TS: So, I’m a U.S. based distributor and I want to break into the European market. Any suggestions on how I should proceed?
Phil: It is as tough for a US company to penetrate the European market as it is the other way round. Both are mature markets and, unsurprisingly, there are plenty of companies across Europe fulfilling similar roles to those you know well in the States. We’re in an extraordinarily intensive service industry, both sides of the Atlantic, whether wholesaler to front line distributor, or front line distributor to OEM. Inventory holdings, tight lead times, VMI services, engineering support, specialist processes are all critical service values that rely strongly on market proximity.
Successful US companies have established a physical footprint in European markets (Supply Technologies, Optimas, Brighton Best, Lone Star, Earnest, Fastenal amongst others), or developed specific partnerships with European companies, often based on niche products. Others focus on servicing existing North American customers with European facilities.
TS: Finally, Phil, how has the coronavirus impacted the European fastener sector?
Phil: It has been extraordinarily challenging. There have been very tight lockdowns in Italy, Spain and the UK, amongst other countries. Across Europe the automotive sector came to a virtual standstill and car sales are only just beginning to pick up slowly as economies open up again. Aerospace has also been hit hard, Similar to Boeing, Airbus are seeing significant cancellations. That’s leading to significant job losses in supply chains – Rolls Royce is just one example, shedding 9000 roles globally.

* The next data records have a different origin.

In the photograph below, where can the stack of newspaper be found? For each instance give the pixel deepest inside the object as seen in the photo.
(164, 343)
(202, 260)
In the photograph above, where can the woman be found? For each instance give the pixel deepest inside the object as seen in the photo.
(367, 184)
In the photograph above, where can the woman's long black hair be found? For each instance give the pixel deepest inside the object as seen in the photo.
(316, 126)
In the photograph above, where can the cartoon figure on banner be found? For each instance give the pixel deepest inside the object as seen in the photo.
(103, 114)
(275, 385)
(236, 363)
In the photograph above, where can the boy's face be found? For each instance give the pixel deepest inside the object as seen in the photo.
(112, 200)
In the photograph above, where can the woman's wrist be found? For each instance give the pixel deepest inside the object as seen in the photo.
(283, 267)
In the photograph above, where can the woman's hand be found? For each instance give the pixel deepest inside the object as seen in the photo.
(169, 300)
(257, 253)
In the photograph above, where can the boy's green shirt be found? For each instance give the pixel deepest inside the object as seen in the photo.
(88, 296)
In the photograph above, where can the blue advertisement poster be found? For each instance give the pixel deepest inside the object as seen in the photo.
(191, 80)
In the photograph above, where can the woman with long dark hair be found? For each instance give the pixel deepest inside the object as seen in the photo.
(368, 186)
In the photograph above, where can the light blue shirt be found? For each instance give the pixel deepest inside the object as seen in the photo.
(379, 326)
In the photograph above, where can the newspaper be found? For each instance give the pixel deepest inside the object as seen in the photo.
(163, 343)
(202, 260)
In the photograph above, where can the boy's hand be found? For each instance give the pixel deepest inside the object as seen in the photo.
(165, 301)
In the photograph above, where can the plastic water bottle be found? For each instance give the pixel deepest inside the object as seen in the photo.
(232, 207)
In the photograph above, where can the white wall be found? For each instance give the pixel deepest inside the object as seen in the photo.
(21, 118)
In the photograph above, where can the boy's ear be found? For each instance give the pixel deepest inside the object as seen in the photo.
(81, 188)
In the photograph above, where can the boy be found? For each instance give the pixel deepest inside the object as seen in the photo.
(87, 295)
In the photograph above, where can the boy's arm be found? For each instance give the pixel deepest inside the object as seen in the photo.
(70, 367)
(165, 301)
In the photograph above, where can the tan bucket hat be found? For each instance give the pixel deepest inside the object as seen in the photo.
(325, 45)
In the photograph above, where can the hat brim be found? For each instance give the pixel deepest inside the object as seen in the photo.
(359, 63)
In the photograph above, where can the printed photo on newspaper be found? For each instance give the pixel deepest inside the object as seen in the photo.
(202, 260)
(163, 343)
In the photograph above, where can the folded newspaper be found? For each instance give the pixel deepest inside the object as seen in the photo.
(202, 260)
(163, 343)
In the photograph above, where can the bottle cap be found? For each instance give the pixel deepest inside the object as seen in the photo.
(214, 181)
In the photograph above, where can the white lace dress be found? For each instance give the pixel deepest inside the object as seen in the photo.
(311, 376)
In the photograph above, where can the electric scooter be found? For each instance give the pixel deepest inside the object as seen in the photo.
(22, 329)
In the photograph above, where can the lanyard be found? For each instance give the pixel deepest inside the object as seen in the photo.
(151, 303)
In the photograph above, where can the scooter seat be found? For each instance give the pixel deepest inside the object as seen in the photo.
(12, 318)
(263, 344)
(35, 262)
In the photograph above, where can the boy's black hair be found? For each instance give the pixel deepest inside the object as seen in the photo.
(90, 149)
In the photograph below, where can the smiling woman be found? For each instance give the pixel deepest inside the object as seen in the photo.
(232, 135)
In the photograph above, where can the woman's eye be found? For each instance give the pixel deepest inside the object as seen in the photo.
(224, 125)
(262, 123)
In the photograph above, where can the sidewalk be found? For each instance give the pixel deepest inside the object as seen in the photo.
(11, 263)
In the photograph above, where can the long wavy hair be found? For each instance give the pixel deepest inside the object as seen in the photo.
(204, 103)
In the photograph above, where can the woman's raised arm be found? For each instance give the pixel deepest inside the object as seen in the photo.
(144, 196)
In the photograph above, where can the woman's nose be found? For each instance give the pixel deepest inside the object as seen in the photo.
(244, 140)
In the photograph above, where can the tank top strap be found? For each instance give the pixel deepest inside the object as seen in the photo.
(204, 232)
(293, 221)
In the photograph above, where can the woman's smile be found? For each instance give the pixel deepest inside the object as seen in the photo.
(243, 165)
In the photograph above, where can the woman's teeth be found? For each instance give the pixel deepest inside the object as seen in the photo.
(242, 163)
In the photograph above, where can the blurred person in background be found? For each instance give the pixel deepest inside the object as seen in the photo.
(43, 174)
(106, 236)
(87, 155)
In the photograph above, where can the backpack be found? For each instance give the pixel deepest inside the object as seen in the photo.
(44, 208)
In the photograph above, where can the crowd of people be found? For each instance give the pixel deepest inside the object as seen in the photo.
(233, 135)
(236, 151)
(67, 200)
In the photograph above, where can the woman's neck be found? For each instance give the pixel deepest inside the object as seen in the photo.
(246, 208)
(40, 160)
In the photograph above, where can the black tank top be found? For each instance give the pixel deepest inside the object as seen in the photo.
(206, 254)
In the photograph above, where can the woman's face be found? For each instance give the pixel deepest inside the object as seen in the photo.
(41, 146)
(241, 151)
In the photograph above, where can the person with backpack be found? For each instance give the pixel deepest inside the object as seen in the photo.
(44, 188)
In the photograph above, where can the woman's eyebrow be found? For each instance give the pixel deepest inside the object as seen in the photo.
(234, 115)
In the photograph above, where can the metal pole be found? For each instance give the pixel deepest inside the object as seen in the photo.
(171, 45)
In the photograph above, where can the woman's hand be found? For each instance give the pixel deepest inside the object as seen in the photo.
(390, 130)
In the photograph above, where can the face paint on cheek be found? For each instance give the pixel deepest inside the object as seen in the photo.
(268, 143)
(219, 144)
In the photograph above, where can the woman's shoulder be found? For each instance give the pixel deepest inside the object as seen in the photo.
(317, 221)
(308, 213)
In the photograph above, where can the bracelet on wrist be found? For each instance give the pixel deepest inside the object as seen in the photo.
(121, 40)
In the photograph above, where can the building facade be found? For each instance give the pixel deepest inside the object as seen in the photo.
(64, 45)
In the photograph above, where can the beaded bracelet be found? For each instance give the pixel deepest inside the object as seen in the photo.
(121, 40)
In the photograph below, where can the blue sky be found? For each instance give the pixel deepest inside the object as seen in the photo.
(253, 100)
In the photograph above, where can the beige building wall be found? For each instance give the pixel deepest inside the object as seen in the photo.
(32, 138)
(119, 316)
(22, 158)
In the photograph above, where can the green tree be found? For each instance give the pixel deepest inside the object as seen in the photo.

In the UK, BIAFD surveys its members monthly. Surprisingly perhaps, a few have been doing quite well. Some had significant PPE ranges on which they built to offset fastener declines – you’ve seen a similar pattern with Fastenal. Others have been involved in critical supply chains, whether ventilators, protective screens or construction/installation of emergency health facilities. Overall, though, UK sales were hit hard in April and to a lesser extent May. For Italy and Spain the trough was a month or so earlier. June and early July have shown solid business upticks but there are concerns that was mainly catch-up and, with supply chains refilled, underlying demand looks weak. I always think the fastener market is a good barometer of economic fortunes and the glass is very definitely still reading stormy, so the industry is going to need to really demonstrate that resilience.